ランギは二年前に色々あってこの家族に引き取られたそうだ。シャイアドとこの二人の間には人種のささやかな違いがあるので、この二人に血縁関係がないことに、最初は気がつかなかった。だがよく観察してみれば、ウトラとその両親とランギは目の形や鼻の形がなんとなく違うように思えた。目や髪の色は、魔力によって実の親子でも変わってくる場合があるので、あまりあてにはならない。

サムドランに直に世話になったというランギとは違い、ウトラはサムドランに会ったことが無いらしい。随分ランギを羨ましそうに見ているので、シャイアドは思わず「じゃあ、一緒に来る?」と言ってしまった。たぶん、一番世話になったウトラに、恩返しがしたかったのかもしれない。夜眠れない時も、ずっと一緒にいてくれたし、泣き腫らしても、なにも聞かないでいてくれた。この子はきっと、どこにでもいる心優しい普通の子なのだろう。しかし全てを奪われてしまったシャイアドにとっては、出会いが偶然であったにせよ、先の見えない暗闇の中で感じる確かな手の温もりに違いなかった。

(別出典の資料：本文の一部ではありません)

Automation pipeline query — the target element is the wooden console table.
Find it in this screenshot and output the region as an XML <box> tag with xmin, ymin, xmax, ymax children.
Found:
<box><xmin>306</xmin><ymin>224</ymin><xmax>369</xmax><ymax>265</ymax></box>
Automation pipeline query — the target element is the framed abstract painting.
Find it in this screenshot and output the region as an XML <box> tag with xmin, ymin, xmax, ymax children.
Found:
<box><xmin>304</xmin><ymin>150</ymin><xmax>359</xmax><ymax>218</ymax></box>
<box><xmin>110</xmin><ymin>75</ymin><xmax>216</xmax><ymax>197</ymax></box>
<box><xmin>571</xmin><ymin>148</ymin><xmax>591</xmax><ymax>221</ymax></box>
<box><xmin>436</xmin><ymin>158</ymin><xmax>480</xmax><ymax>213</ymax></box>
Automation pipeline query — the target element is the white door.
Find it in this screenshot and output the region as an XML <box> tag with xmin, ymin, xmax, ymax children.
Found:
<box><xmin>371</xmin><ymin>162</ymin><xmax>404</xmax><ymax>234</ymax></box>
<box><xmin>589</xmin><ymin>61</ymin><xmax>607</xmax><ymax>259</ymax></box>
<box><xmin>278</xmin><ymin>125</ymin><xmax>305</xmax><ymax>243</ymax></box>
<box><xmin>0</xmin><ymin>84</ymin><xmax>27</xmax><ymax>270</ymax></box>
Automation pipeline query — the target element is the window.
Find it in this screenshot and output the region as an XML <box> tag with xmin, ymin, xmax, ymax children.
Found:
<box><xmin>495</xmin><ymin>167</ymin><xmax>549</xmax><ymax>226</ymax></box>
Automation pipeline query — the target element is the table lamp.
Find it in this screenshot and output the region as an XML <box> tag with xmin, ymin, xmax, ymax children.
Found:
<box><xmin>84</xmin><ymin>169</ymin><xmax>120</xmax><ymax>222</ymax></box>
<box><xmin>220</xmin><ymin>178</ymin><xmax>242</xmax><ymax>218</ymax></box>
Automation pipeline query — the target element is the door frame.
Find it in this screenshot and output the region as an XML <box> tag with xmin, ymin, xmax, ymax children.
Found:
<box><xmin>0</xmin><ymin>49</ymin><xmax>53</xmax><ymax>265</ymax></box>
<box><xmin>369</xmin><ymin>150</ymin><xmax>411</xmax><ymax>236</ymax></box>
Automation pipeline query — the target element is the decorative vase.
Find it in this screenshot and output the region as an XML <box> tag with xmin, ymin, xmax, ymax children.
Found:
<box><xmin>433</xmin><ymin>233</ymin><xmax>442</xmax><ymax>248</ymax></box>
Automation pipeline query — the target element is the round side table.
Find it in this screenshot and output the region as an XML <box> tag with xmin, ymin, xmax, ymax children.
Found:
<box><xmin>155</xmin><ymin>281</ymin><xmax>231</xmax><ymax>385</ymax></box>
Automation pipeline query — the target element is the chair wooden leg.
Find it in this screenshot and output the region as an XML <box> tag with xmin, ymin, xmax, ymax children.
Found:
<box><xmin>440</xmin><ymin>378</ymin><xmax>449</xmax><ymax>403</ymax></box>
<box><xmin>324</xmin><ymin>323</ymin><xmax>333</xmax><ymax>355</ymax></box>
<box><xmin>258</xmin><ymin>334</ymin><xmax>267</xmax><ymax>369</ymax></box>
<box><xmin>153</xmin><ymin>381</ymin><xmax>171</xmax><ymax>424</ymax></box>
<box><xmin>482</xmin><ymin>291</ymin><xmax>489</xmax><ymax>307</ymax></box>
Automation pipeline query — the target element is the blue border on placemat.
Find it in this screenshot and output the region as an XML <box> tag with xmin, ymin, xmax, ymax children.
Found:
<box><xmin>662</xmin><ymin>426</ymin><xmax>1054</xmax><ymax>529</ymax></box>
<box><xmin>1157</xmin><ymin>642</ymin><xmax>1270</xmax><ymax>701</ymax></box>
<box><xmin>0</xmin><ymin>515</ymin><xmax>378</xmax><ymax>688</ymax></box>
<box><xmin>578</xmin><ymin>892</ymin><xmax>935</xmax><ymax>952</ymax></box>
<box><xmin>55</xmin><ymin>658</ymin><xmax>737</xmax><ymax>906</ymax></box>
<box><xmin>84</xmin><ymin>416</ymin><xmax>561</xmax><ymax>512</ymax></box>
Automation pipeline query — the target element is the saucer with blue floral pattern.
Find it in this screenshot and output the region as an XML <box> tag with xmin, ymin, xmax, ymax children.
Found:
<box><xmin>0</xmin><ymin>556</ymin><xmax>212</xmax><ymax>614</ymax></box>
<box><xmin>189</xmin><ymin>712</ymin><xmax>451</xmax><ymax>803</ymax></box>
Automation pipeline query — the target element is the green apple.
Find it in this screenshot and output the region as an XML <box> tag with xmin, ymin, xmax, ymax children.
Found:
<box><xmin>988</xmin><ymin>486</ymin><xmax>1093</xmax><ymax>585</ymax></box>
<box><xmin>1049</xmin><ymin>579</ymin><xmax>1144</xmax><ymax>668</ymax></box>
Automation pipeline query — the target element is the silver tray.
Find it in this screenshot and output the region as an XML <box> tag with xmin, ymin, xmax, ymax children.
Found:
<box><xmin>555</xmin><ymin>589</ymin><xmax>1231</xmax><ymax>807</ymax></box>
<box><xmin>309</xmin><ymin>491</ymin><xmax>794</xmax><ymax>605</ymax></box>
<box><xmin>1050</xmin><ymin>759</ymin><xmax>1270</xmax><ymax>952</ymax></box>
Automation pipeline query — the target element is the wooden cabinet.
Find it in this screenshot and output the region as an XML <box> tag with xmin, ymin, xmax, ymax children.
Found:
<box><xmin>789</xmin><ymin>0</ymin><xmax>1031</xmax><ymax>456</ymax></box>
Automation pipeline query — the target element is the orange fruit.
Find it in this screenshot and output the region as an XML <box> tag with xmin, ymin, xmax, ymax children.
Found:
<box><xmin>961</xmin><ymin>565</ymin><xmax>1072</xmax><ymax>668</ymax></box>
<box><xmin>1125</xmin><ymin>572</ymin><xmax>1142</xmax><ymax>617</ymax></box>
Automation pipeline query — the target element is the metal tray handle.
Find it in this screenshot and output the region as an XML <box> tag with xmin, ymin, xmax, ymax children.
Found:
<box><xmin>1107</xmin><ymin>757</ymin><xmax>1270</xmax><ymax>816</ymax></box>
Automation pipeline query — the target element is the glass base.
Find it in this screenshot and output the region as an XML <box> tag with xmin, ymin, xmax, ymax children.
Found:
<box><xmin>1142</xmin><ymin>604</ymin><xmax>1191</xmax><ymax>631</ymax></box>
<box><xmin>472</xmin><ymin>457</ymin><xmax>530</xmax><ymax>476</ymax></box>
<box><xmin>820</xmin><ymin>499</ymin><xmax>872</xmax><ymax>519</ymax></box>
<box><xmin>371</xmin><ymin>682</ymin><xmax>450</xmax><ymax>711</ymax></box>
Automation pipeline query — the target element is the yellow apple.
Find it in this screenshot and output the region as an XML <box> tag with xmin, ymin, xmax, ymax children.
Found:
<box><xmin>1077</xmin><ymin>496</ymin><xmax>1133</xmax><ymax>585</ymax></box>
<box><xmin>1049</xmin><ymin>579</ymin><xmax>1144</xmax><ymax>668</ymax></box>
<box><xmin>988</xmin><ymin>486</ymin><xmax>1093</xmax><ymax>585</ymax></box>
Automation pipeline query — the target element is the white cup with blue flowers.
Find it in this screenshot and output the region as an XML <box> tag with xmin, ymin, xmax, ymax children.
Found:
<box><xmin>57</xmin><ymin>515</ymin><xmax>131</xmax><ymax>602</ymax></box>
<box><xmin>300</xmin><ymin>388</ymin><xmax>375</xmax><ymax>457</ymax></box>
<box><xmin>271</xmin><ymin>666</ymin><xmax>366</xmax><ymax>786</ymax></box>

ウトラは思った通り驚いた顔で「いいの?」と聞き返す。シャイアドは素直に頷き、「それに、道もよくわからないから、連れてってくれると嬉しい、かな……」と補足した。

ああ、と合点がいったようにウトラは苦笑する。

「それは、そうだね、うん」

「でもいつ行くんだ? 昼間に出ても、誰かに見られちまったら行くに行けなくなるかも知れんぞ」

確かに、騒ぎが起こって足止めされるのは困る。最悪、兵士に捕らえられてサムドランとの面会どころじゃなくなってしまうかもしれない。シャイアドはどうしたものかと思考を巡らせた。白いテーブルクロスに、空の色が反射しているのが目に入った。ああ、ぴったりなタイミングがあるじゃないか。

「じゃあ、そらの日(月曜日)の早朝にしようか」

「私はいいけど、サムドランさん、寝てるんじゃない」

いいや、とシャイアドはかぶりを振った。

「そらの日の夜明けごろは、一週間で一番魔力が動くの。だから、高名な魔導師なら、絶対に起きて雲を読んでるはずだよ」

「雲を読む?」

一般人にはより素敵に聞こえるのだろう。興味ありげに目を煌めかせ、ウトラが質問した。

「雲の流れは魔力の流れと密接に関係してるから、魔導師が見ればいろいろわかることが多いんだ。そらの日の語源もここから来てるんだってさ」

へえ、とウトラとランギは同時に感心したようだった。シャイアドは悪い気がしなかった。この知識はマーリアや本に教えてもらったもので、自分の血肉として今も共にあることに安らぎを覚えた。しかし、そんな安らぎの陰で、胸の奥にふつりと沸いたこの重く黒いものは、間違いなくその過去が、本当に過去のものとなってしまったことを示しており、遠くから迫ってくる何かのように、理由も鮮明に特定できない痛みをそっと決意の下に隠した。

(……早く、サムドラン氏に会わなきゃ)

 今自分にできることは、それだけだ。

 そっと握った服の下のペンダントが、大丈夫だと暖かく光ったような気がした。


そらの日はいつもよりほんの少しだけ早く目が覚める。まだ寝ているウトラを起こさないように、暇つぶしと雲読みの練習を兼ねてそっと窓を開けた。外は暗くもなく明るくもない、透き通っているような景色だった。そういえば、マーリアは早朝の空の色を瑠璃色と呼んでいた。つまりこれが瑠璃色というのだろう。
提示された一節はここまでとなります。